Mais le droguiste repoussa cette potion avec un geste d’horreur.

— On a aussi des couques au beurre, dit Félicie en offrant ses provisions à la ronde.

On obligea les bonnes filles à réintégrer dans leurs paniers ces trésors comestibles : tout le monde avait copieusement dîné à une heure et Joseph annonça que l’on souperait seulement après l’arrivée de l’Albertville.

— Allo, allo, protesta M. Rampelbergh, ça ne vient pas à un verre sur le pouce. Je connais un fin lambic près de la station…

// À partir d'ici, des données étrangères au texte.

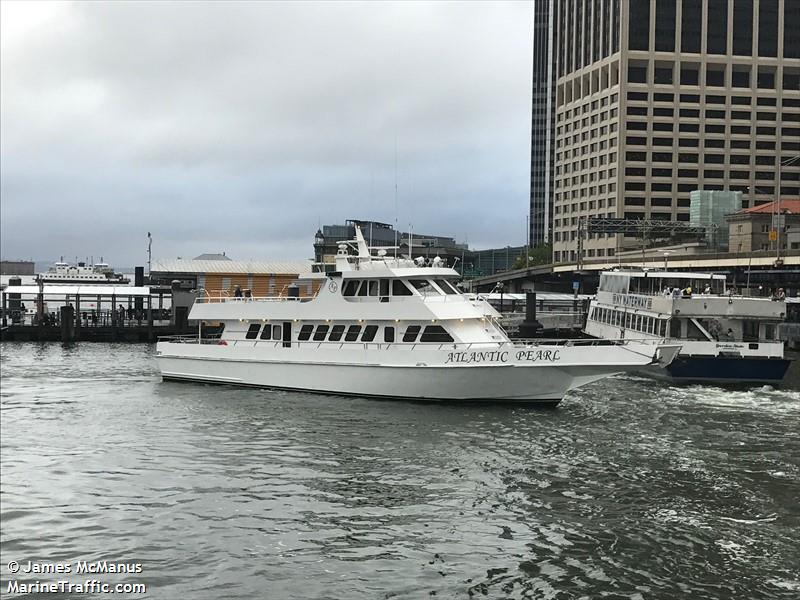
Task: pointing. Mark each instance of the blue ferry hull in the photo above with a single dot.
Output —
(728, 369)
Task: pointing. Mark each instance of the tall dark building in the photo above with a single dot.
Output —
(541, 208)
(657, 98)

— On verra, on verra, fit Joseph conciliant, ça dépendra de l’heure du bateau.

Alors, les vieilles filles attendries et ramenées au but du voyage, parlèrent du cousin Verhulst. Elles craignaient un peu de ne pas « remettre » leur Jocske.

— Hé, hé, fit le droguiste pour les taquiner, j’ai comme dans l’idée qu’il est maintenant si noir qu’un nègre !

— Och, taisez-vous ! s’exclamaient les deux sœurs réellement inquiètes.

— Ma foi, dit M. Platbrood, je crois que vous pouvez vous attendre à ne pas le reconnaître tout de suite. On ne passe pas cinq ans au Congo sans y vieillir un peu… Pour Émile, ce n’est encore rien : il n’y est resté que dix mois, mais nous sommes tout de même bien curieux de le revoir, hein femme ?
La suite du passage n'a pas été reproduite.